High-Stakes Testing

High-stakes testing is the practice of using a single, standardized test to make important decisions about a student's education, usually whether the child will be promoted to the next grade or be allowed to graduate from high school. Such tests tend to work in a discriminatory fashion against students with dyslexia, both because of the content of the test and the method of assessment. At least through eighth-grade level, these tests almost always are focused largely on appraising reading and math skills; by definition, a child with dyslexia can be expected to have poor reading skills. But even after gaining skills, the timed, multiple-choice format works against students who have a history of dyslexia; many such students become capable readers and strong students but continue to perform poorly on standardized tests. Thus, the high-stakes test is a double barrier for your child.

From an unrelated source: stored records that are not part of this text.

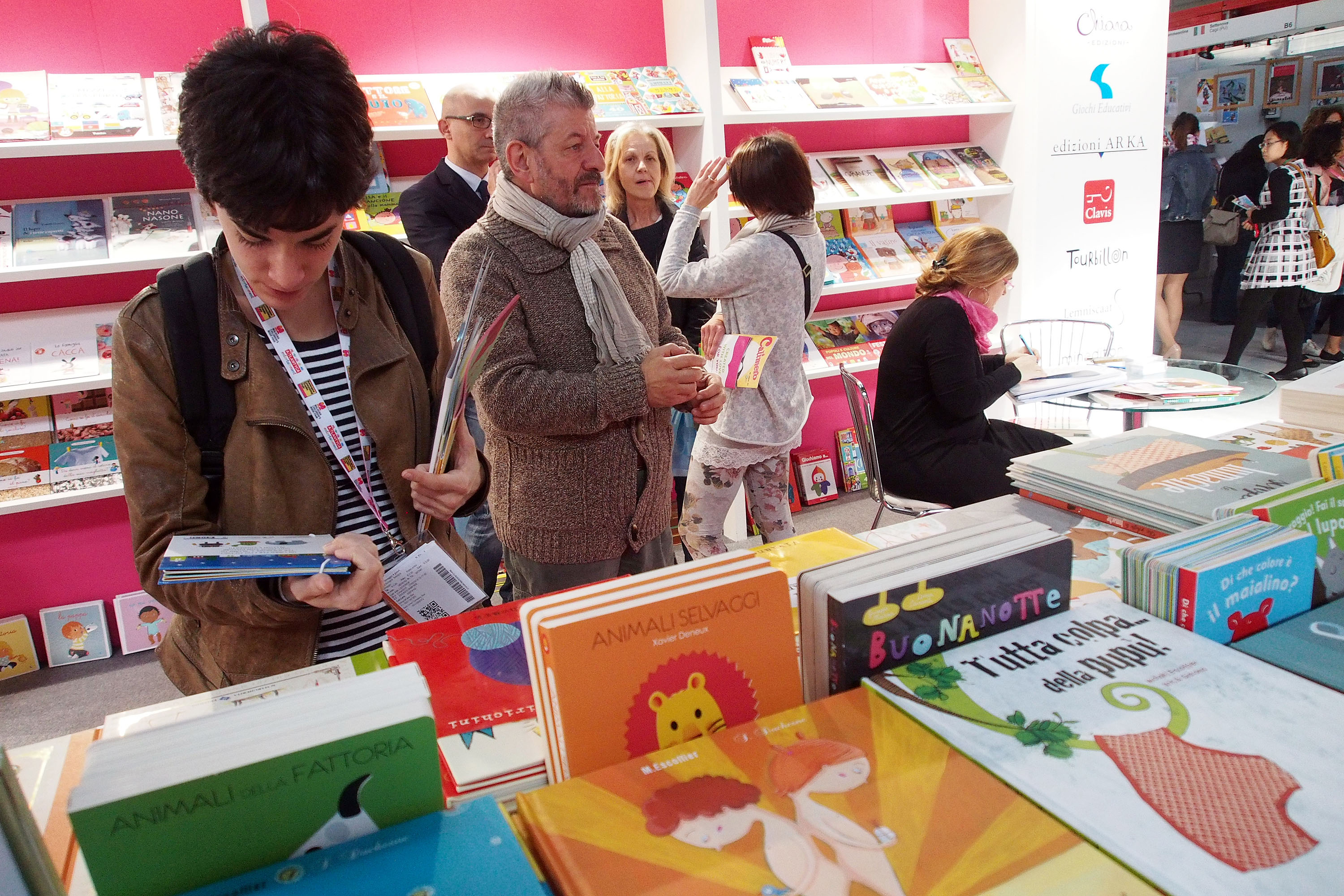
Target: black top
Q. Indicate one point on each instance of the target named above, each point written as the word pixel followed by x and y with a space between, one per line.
pixel 437 210
pixel 933 383
pixel 689 315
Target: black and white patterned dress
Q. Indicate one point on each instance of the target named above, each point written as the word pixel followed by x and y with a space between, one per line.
pixel 1283 254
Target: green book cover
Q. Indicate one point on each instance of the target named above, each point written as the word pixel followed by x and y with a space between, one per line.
pixel 186 836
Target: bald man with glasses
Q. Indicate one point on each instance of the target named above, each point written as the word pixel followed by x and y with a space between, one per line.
pixel 453 197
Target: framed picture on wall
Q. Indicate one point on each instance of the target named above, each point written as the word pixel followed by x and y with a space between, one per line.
pixel 1236 89
pixel 1328 78
pixel 1284 82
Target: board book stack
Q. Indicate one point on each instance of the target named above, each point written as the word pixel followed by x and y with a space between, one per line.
pixel 1198 767
pixel 228 793
pixel 866 614
pixel 631 665
pixel 482 692
pixel 838 797
pixel 1223 581
pixel 1152 481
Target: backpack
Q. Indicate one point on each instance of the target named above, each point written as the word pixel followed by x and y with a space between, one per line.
pixel 191 320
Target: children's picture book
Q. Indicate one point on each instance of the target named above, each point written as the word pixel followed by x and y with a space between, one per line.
pixel 897 88
pixel 76 633
pixel 96 105
pixel 741 361
pixel 23 107
pixel 220 558
pixel 152 226
pixel 943 170
pixel 396 104
pixel 60 233
pixel 816 476
pixel 168 88
pixel 142 621
pixel 854 474
pixel 836 93
pixel 18 653
pixel 1201 769
pixel 84 458
pixel 663 90
pixel 980 164
pixel 82 416
pixel 964 57
pixel 842 796
pixel 922 238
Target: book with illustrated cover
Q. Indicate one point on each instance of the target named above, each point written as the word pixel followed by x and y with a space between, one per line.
pixel 964 57
pixel 836 93
pixel 96 105
pixel 168 86
pixel 396 104
pixel 663 90
pixel 838 797
pixel 980 89
pixel 897 88
pixel 457 852
pixel 152 226
pixel 23 107
pixel 18 653
pixel 943 170
pixel 1198 767
pixel 986 170
pixel 741 361
pixel 615 92
pixel 60 233
pixel 922 238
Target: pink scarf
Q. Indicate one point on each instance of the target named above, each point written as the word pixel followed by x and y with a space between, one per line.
pixel 982 318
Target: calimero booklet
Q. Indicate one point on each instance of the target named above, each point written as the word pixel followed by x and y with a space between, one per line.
pixel 1202 769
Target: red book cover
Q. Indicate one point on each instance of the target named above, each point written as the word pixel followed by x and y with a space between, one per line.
pixel 475 667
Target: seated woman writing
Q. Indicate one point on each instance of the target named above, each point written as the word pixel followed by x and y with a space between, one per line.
pixel 936 381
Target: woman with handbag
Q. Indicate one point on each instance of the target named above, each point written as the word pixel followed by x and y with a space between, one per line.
pixel 1189 182
pixel 1284 257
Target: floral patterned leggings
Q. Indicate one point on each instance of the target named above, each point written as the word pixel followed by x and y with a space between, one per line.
pixel 710 492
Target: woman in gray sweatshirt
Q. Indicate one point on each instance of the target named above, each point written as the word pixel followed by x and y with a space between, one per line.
pixel 765 283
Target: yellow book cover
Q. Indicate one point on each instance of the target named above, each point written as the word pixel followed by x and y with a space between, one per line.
pixel 811 801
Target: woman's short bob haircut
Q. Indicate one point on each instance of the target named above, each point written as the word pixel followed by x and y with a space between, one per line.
pixel 275 128
pixel 769 175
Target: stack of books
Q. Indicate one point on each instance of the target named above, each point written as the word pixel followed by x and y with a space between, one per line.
pixel 635 664
pixel 1199 769
pixel 1223 581
pixel 482 692
pixel 838 797
pixel 878 610
pixel 1152 481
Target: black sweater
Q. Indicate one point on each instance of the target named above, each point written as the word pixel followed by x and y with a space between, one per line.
pixel 933 383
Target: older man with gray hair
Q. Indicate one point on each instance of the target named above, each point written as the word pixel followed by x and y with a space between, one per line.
pixel 574 396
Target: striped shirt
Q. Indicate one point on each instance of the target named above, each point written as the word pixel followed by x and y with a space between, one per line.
pixel 349 632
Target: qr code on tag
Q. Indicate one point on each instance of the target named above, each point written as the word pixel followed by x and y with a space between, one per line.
pixel 432 612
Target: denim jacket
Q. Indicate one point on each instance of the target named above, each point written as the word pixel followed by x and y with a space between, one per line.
pixel 1189 183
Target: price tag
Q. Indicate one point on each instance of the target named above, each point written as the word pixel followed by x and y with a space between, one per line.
pixel 428 585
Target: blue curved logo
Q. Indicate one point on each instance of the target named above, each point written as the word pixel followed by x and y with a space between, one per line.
pixel 1097 80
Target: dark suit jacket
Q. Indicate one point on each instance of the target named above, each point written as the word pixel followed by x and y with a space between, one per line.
pixel 437 210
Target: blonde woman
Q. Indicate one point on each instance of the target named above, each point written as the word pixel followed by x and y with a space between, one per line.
pixel 937 377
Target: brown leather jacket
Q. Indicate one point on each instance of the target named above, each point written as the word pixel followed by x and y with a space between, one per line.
pixel 277 478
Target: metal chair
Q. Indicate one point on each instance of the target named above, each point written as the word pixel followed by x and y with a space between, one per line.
pixel 861 412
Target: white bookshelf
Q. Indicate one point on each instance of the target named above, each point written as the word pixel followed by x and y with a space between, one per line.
pixel 61 499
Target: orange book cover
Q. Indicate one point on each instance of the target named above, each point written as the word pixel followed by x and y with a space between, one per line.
pixel 584 599
pixel 811 801
pixel 675 667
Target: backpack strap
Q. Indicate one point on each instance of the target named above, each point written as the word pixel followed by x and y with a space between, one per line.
pixel 807 272
pixel 405 288
pixel 190 300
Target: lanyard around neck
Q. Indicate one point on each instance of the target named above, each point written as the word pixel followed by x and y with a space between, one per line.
pixel 357 470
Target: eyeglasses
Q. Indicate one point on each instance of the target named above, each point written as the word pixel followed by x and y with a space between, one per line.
pixel 480 120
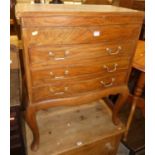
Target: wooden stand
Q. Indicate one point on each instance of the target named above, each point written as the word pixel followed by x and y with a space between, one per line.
pixel 80 130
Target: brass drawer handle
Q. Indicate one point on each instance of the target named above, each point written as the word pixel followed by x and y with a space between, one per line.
pixel 66 72
pixel 110 70
pixel 96 33
pixel 34 33
pixel 108 84
pixel 59 77
pixel 111 52
pixel 58 93
pixel 50 53
pixel 66 53
pixel 109 146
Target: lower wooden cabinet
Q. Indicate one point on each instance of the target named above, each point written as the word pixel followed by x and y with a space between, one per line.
pixel 79 130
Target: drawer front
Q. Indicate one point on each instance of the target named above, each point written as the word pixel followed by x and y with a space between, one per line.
pixel 46 55
pixel 72 88
pixel 83 72
pixel 86 20
pixel 77 35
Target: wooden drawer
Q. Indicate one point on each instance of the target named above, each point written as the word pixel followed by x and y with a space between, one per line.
pixel 67 89
pixel 78 35
pixel 42 55
pixel 87 20
pixel 68 73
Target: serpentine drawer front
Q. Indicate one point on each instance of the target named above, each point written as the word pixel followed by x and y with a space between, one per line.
pixel 75 54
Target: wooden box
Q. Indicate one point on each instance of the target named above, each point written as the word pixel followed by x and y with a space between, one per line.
pixel 80 130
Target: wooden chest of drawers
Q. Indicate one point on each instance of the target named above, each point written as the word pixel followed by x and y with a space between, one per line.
pixel 76 54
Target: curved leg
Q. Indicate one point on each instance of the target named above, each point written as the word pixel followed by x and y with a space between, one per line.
pixel 132 111
pixel 31 121
pixel 118 105
pixel 137 94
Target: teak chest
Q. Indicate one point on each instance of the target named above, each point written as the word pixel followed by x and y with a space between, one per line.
pixel 76 54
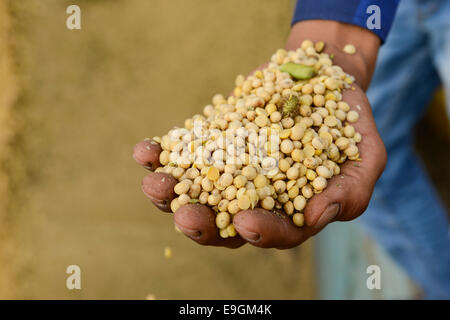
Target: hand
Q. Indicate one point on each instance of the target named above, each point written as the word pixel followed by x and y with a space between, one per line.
pixel 345 198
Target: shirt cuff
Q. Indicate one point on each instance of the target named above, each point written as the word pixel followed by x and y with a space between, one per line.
pixel 373 15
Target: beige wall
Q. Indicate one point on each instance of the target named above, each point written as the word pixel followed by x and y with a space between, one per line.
pixel 135 69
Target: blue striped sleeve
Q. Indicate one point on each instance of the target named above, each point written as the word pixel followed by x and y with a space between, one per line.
pixel 374 15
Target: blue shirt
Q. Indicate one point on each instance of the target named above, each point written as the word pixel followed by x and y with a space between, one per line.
pixel 374 15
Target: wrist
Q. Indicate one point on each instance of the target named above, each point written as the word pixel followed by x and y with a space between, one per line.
pixel 336 35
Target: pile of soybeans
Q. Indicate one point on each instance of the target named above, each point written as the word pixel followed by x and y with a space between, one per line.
pixel 273 144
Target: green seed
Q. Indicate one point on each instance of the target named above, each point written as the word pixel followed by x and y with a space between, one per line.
pixel 299 71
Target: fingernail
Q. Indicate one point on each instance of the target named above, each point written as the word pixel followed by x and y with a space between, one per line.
pixel 249 235
pixel 328 215
pixel 193 234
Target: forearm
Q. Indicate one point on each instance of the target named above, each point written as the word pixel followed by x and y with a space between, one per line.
pixel 336 35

School Pressures for Testing

Many states and individual school districts impose strict testing and grade retention policies because of political or social pressure to increase standards among their students. The practice of social promotion — promoting children to maintain age/grade level regardless of level of achievement — can lead to children being passed from one level to the next in school without learning anything. Obviously, this is not an acceptable outcome for any child. However, retention policies do nothing to improve the quality of teaching.

The federal No Child Left Behind Act creates additional pressures that may tend to encourage schools to retain children who perform poorly on standardized tests. The law is intended to provide greater opportunities to children in failing schools. In order to measure school performance, the law mandates nationwide annual standardized testing in grades three through eight. Schools are penalized and parents gain the right to transfer their students from schools that fail to meet yearly progress goals. Unfortunately, these penalties increase the pressure on schools to raise test scores by any means necessary; one way to do this is to hold back the students who do not test well. This tactic may not help the child, but it will ensure that he isn't in the testing pool of the promoted class to bring scores down the following year.

Misuses of Standardized Tests

Unfortunately, schools often misuse standardized tests to make grade retention decisions, applying their results for purposes where they are not valid. The most common problem is using the same norm-referenced test geared to test school performance to measure individual achievement. These tests are designed to provide a good statistical sampling of how a particular school's students score when measured against typical students. However, the norm-referenced tests developed for assessing school performance are not valid as a measure of individual achievement. In some cases, they may contain questions about material that has not been covered in your child's school. While it is valid to criticize the school for failing to teach content appropriate for each grade level, it is not appropriate to draw conclusions about your child's abilities based on subject areas where he may not have received adequate instruction.

QUESTION?

What is a norm-referenced test?

A norm-referenced test compares a student's score against the scores of a group of students who have already taken the same exam, called the “norming group.” Some widely used tests are the California Achievement Test (CAT); Comprehensive Test of Basic Skills (CTBS); Iowa Test of Basic Skills (ITBS) and Tests of Academic Proficiency (TAP); Metropolitan Achievement Test (MAT); and Stanford Achievement Test (SAT).

Even on subject matter that has been covered in class, the group norm-referenced test is ordinarily not designed to measure individual ability or achievement. In many cases, missing a single question can cause a big change in an individual student's percentile rank. The designers of these tests try to choose questions that are useful to sort students along a curve. Many items that most students in a grade level would be expected to know are not tested, and questions may be deliberately designed to focus on more obscure knowledge, in order to help rank the students. Thus, there is too much left to chance — and too much material that is not included in the test — for the test to give a good picture of your child's abilities.

When the test results of many students are considered cumulatively, as is done to measure school performance, individual variation loses significance and the tests can give a good general picture of how well the students at the particular school perform in comparison to nationally expected averages. But when the same test is used to measure your child, the test is simply being misused.

Further, on a test of reading achievement, it is unfair and unreasonable to expect your child with dyslexia to score well against a norm-referenced standard. By definition, children with dyslexia will score significantly below average for reading skills — in fact, it is likely that your child only qualifies for services at your school by virtue of such low skills. The concept of “grade level reading” is by itself an expression of a norm, or average; it reflects what the typical, or midrange, student is expected to be able to achieve at each grade. It is neither reasonable nor possible to expect that every child will perform at or above average; statistics make that goal impossible.

It is a reasonable goal to expect a child with dyslexia to eventually achieve reading proficiency; many will, in fact, become good readers. It is not reasonable to expect your child to read the same as a “normal” child at the same age or to somehow radically increase his performance when measured against other students within a single year.

Thus, your child's reading achievement should be measured using criterion-based tests — that is, tests that measure many skill areas without referencing how your child's performance compares with others.